6. Gender affirming care is not appropriate suicide care or prophylaxis — destroying sex-based categorization of human society will not alleviate the suicidality of individuals who feel dissociated from their reproductive class and identify as the opposite sex, that’s silly reasoning not serious public health or epidemiological reasoning. Ice cream does not cause rape and gender identity does not cause suicide. Yes rapes may be higher when ice production + sales are higher, it does not infer cause. Similarly, yes the suicide rates for children + youth who identify as transgender are higher than for non-transgender children + youth, this does not infer cause. Correlation is not causation.
Gender Affirmationists will likely quote this recent study by Denmark about Transgender Identity and Suicide rates — this retrospective cohort study simply reports the suicidality of those who identity as the opposite sex, it does not tell us anything about cause + effect, it reports a trend of people who are dissociated from their bodies. The conclusion of the paper itself calls for more gender neutral bathrooms + locker rooms, without any evidence to support these measures as truly suicide prophylactic — this seems to be the main purpose of this study — to keep the fear narrative alive in the public mind as more and more clinicians and parents and detransitioners challenge the reigning narrative that GAC is suicide prophylaxis.
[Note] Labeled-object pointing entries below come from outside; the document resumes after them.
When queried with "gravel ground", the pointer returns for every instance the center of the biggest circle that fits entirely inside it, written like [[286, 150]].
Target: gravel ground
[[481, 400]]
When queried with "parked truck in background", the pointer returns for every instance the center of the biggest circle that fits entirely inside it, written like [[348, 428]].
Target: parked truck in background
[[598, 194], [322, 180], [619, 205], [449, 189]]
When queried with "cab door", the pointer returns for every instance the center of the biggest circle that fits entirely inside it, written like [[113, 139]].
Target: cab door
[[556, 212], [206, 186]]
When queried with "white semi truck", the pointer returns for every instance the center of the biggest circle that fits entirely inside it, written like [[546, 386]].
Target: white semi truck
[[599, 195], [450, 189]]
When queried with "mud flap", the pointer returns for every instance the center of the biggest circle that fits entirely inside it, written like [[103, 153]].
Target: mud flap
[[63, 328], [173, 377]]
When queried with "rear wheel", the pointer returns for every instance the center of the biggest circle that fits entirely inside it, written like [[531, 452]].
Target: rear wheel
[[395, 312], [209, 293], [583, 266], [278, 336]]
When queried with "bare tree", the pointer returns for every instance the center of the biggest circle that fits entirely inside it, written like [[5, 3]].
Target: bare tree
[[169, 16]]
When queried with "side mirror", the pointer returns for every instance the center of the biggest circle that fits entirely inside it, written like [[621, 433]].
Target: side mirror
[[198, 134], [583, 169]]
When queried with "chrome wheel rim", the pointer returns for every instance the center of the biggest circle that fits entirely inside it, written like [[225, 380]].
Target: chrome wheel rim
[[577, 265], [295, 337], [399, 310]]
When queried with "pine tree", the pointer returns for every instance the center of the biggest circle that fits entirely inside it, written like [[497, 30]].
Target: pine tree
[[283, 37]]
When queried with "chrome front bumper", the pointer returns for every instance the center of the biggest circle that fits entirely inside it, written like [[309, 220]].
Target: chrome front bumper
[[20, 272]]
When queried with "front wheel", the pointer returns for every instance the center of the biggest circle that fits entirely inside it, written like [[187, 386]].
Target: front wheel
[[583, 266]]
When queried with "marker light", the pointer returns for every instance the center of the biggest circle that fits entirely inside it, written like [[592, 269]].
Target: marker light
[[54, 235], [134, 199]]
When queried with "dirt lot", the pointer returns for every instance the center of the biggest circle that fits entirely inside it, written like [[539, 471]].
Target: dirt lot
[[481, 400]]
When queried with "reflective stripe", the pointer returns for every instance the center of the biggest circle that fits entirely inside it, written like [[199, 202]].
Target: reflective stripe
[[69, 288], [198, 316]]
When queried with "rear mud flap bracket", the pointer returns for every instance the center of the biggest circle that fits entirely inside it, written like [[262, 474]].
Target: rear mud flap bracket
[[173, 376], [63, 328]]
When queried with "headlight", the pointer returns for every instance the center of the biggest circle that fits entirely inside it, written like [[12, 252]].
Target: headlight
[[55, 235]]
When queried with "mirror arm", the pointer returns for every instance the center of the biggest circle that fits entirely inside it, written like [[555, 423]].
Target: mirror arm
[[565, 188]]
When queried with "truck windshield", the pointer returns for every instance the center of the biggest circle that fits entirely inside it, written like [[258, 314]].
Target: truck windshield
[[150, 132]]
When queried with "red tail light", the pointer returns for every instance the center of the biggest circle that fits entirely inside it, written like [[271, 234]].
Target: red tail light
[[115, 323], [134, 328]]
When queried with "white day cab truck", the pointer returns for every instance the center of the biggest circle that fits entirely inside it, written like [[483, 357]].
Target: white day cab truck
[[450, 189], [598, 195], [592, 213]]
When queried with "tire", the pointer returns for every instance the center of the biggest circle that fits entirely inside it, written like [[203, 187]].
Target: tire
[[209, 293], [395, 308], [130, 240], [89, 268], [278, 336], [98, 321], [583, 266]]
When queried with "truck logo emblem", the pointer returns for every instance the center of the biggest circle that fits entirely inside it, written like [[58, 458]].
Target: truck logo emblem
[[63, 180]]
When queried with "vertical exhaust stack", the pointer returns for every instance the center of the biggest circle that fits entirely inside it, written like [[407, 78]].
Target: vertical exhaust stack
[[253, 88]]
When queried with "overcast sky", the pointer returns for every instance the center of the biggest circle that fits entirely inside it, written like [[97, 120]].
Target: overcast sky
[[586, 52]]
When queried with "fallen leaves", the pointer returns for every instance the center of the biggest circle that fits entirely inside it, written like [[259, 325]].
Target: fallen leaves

Here is a very solid thread written by Leo Sapir of The Manhattan Institute about GAC and suicidality and systematic reviews and evidence based medicine and what it all means. I urge you to be polite (not snarky) + curious + ask questions, and to reject all hyperbolic narratives and attempts to rage farm you with half truths + sensationalistic headlines. I urge you to learn what you need to in order to understand for yourself what’s going on and what is at stake. It really is your duty as a human to know as much about humanity and society as you can to make inform choices in your life — you do not live in a vacuum, you live in a connected human society. Please start giving a sh1t and please start doing it like a grown up.
The oppositional tactic that we are calling The Gender Wars is creating pockets of intensity and violence and hatred. Also, do you think the kids want to see parents and teachers waging war like they are currently? You are hurting them by this War of the Roses battle. Please pause and look at the facts and let’s all work together to find solutions.